先ほど触れた小さなCurieチップは、フィットネストラッキング以上の機能を備えています。クルザニッチ氏は作曲家のARラフマン氏をステージに招き、ジェスチャーで音楽を演奏してもらったほか、レコーディングアーティストのレディー・ガガ氏と彼女のスタジオ「ハウス・オブ・ガガ」とのコラボレーションを発表し、「最高レベルの創造性を通してテクノロジーを披露する」ことを目指しています。(インテル、パナソニックのやり方を真似しようとしているのでしょうか?)さらに、インテルとハウス・オブ・ガガは、オンラインハラスメント対策として複数のオンラインメディア企業と提携する予定です。
ドローンのデモはいくら見ても飽きないので、Yuneec社のTyphoon Hドローンの印象的な展示を拝見しました。このドローンは、Intel社のRealSenseテクノロジーを搭載し、周囲の状況を把握することで「あらゆるドローンの中で最も先進的な衝突回避システム」を実現していると、クルザニッチ氏は語りました。リモコンを使えば、ドローンが見ているものをユーザーが確認することも可能です。クルザニッチ氏は基調講演で、模擬テストトラックでドローンの性能をライブで披露し、メキシコで撮影した録画ビデオも公開しました。クルザニッチ氏によると、Typhoon Hは今年中に2,000ドル以下で発売される予定です。
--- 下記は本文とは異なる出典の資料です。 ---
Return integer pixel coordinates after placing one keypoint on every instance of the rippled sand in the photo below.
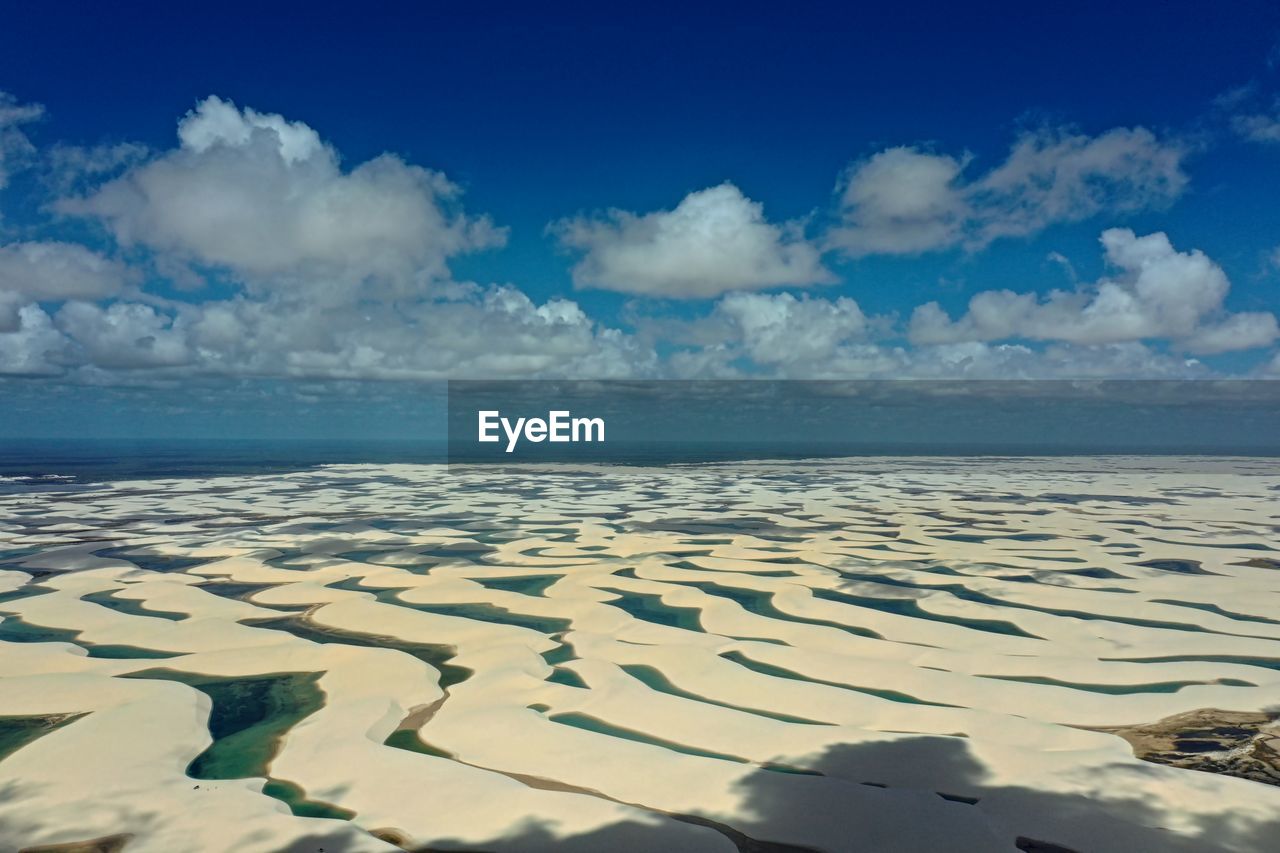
(865, 655)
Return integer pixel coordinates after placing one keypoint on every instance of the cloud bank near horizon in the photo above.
(280, 260)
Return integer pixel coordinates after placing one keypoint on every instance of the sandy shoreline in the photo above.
(888, 655)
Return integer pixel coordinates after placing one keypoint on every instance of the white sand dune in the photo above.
(851, 655)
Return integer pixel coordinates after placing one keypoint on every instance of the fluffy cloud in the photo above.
(716, 240)
(268, 200)
(51, 272)
(35, 347)
(16, 149)
(781, 329)
(906, 200)
(1157, 293)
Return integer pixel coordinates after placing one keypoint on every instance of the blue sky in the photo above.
(309, 196)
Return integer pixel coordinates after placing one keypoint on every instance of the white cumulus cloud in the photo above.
(1157, 293)
(713, 241)
(270, 201)
(908, 200)
(51, 272)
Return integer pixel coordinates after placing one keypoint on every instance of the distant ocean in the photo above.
(62, 464)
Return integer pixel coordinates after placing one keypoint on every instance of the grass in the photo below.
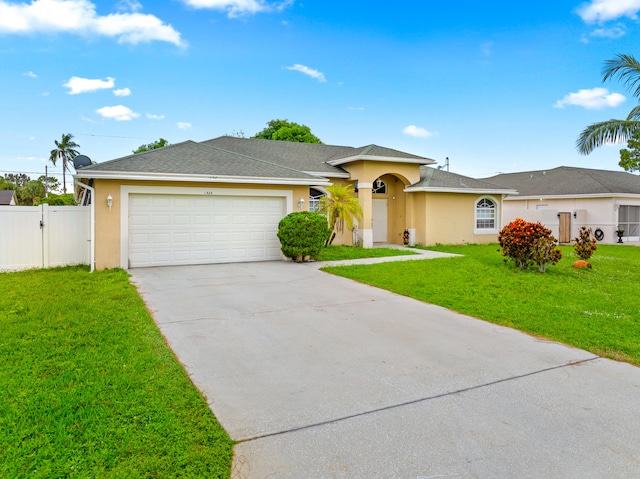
(88, 387)
(596, 310)
(337, 253)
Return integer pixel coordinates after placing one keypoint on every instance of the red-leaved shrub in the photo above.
(528, 243)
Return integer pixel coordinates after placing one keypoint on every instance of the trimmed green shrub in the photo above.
(529, 243)
(584, 245)
(303, 234)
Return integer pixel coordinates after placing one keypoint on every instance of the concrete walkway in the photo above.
(316, 376)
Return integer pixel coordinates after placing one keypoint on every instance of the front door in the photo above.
(379, 220)
(565, 228)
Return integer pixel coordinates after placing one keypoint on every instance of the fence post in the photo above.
(44, 226)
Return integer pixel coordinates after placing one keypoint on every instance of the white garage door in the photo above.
(181, 229)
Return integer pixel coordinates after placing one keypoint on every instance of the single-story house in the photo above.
(221, 200)
(8, 198)
(566, 198)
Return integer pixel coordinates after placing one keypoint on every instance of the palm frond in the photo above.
(626, 69)
(634, 114)
(605, 132)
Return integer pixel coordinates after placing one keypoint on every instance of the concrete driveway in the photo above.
(316, 376)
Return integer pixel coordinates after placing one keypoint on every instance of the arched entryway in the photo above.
(388, 213)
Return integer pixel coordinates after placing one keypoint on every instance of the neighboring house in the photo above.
(8, 198)
(221, 200)
(566, 198)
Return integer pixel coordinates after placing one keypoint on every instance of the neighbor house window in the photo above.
(486, 216)
(314, 199)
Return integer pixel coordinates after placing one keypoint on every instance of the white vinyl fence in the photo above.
(44, 236)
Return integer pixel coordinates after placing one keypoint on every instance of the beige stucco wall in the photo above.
(108, 228)
(601, 212)
(449, 218)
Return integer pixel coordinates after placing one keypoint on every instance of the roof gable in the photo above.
(194, 159)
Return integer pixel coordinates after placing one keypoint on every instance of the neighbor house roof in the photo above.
(8, 198)
(569, 181)
(230, 159)
(436, 180)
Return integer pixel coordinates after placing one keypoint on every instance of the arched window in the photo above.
(486, 216)
(379, 187)
(314, 199)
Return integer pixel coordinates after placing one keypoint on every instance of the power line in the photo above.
(113, 136)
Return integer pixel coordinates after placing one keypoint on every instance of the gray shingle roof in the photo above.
(241, 157)
(191, 158)
(567, 180)
(440, 179)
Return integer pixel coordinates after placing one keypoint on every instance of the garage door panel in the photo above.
(171, 229)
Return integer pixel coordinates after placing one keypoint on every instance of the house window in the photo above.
(379, 187)
(486, 216)
(314, 199)
(629, 219)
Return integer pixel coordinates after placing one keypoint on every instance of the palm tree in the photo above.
(627, 69)
(341, 208)
(64, 150)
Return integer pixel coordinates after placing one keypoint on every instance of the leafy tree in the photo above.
(284, 130)
(18, 179)
(66, 151)
(627, 69)
(341, 208)
(161, 143)
(58, 200)
(630, 158)
(6, 184)
(51, 183)
(31, 193)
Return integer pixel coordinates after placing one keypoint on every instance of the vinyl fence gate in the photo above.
(44, 236)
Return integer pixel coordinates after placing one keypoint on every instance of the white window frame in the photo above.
(496, 216)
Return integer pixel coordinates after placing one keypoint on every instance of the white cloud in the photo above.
(236, 8)
(122, 92)
(418, 132)
(118, 113)
(80, 17)
(84, 85)
(308, 71)
(593, 99)
(613, 32)
(599, 11)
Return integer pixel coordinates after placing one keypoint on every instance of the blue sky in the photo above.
(497, 86)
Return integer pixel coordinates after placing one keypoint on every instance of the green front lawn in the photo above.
(88, 387)
(597, 310)
(338, 253)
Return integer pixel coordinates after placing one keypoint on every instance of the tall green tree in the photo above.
(161, 143)
(285, 130)
(65, 150)
(341, 208)
(626, 69)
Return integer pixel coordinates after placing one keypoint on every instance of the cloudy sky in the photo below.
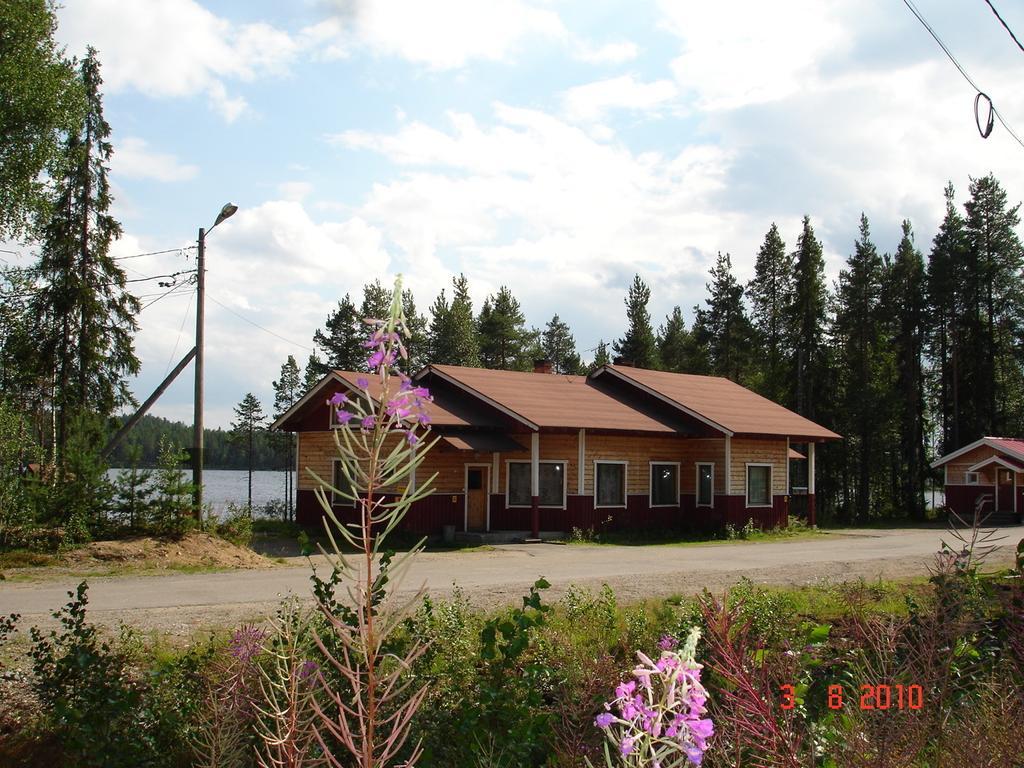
(553, 146)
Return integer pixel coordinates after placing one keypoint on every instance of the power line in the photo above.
(257, 325)
(1005, 25)
(963, 72)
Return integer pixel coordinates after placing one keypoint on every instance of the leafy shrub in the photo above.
(236, 525)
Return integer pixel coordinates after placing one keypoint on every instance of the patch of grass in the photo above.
(23, 558)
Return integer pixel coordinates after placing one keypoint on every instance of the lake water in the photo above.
(223, 485)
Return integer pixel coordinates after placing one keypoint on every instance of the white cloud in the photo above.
(609, 53)
(592, 101)
(448, 34)
(754, 53)
(173, 48)
(134, 159)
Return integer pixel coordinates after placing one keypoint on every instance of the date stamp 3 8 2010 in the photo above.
(871, 697)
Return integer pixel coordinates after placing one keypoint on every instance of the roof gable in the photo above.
(721, 403)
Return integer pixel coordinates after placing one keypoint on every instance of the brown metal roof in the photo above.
(550, 400)
(439, 416)
(483, 442)
(723, 402)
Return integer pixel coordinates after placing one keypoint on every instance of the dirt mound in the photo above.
(194, 549)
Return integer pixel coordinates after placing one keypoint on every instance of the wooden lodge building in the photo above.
(539, 451)
(989, 470)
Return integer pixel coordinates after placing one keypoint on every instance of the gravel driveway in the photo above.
(180, 604)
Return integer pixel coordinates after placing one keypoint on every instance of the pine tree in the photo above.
(86, 315)
(453, 332)
(501, 332)
(376, 301)
(417, 345)
(807, 322)
(601, 356)
(249, 421)
(771, 295)
(559, 347)
(677, 348)
(723, 328)
(638, 345)
(312, 373)
(992, 353)
(341, 340)
(42, 100)
(286, 393)
(946, 314)
(859, 339)
(906, 304)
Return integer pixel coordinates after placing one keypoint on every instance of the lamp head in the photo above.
(225, 213)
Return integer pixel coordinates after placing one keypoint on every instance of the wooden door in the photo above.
(476, 498)
(1004, 491)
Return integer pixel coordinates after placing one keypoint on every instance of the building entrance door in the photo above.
(477, 481)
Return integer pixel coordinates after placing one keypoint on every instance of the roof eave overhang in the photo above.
(479, 395)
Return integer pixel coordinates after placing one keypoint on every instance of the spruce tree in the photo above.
(453, 332)
(859, 338)
(86, 314)
(559, 347)
(723, 327)
(906, 305)
(341, 340)
(638, 345)
(249, 421)
(770, 295)
(43, 101)
(995, 308)
(678, 350)
(946, 317)
(807, 321)
(501, 332)
(287, 390)
(601, 356)
(417, 345)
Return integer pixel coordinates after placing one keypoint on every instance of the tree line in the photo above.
(907, 358)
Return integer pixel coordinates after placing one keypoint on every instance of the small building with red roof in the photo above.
(988, 472)
(623, 448)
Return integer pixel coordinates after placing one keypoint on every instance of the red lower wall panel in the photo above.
(429, 515)
(426, 516)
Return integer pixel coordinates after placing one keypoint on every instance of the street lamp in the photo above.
(225, 213)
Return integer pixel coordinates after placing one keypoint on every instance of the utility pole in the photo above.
(198, 399)
(226, 212)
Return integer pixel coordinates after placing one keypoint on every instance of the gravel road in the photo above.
(182, 604)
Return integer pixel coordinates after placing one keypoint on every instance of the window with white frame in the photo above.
(340, 481)
(609, 483)
(665, 483)
(551, 475)
(706, 484)
(758, 484)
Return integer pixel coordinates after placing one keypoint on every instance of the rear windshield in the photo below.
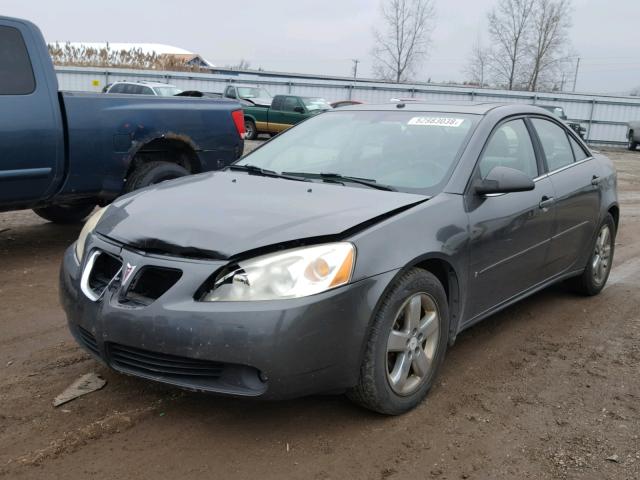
(411, 151)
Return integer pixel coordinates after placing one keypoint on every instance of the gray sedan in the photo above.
(344, 255)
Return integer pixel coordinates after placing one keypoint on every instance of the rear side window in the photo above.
(290, 103)
(578, 151)
(555, 144)
(16, 74)
(510, 146)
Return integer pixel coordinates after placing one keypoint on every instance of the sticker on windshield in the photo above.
(436, 121)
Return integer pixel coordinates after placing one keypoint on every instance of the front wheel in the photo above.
(65, 213)
(154, 172)
(406, 346)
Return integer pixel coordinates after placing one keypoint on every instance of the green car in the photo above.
(284, 112)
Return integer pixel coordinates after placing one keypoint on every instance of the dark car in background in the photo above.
(559, 112)
(63, 153)
(343, 255)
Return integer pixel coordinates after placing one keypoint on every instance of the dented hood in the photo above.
(223, 214)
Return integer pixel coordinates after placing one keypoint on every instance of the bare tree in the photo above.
(508, 28)
(547, 48)
(477, 68)
(405, 38)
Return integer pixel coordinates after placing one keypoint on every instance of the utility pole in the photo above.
(575, 78)
(355, 67)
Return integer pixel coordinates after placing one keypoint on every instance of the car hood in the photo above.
(223, 214)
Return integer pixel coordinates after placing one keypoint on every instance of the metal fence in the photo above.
(604, 116)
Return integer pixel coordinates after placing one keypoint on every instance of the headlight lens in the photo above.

タイフーンHがテストトラックでライダーを追いかける。
もう一つのハイライトは、DAQRIの創業者兼CEOであるブライアン・マリンズ氏がステージ上で発表した、DAQRI社の最新ARヘルメットでした。同社は、ヘルメット(そう、ヘルメットです)の中にIntel Core Mプロセッサーを組み込み、カメラと組み合わせました。このスマートヘルメットはAR技術を採用しており、例えば配管工はヘルメットを使って部品を特定し、交換部品を注文したり、サーマルビジョンを使って隠れた問題を検知したりすることができます。このヘルメットは、DAQRIのパートナー企業を通じて本日から販売開始となります。
予想外のサプライズとなったのは、Ninebot Segwayです。Intel Atomプロセッサーを搭載したSegwayで、内蔵のRealSenseカメラでユーザーの後を追うことができます。乗っていない時は、Ninebotは折りたたんでパーソナルロボットとなり、音声コマンドで操作したり、様々な方法でインタラクションしたりすることができます(なんと腕まで付いています!)。「開発者は、2016年後半に発売予定のSegwayロボットの開発を始めることができます」とKrzanich氏は述べ、これは開発者とロボットをつなぐオープンプラットフォームになると付け加えました。

ninebot Segway はパーソナル ロボットに変形します。
クルザニッチ氏はまた、同社は2016年までにインテル製品をすべて紛争フリーにするという目標を達成したと述べた。CESの開幕としてはいかがだろうか?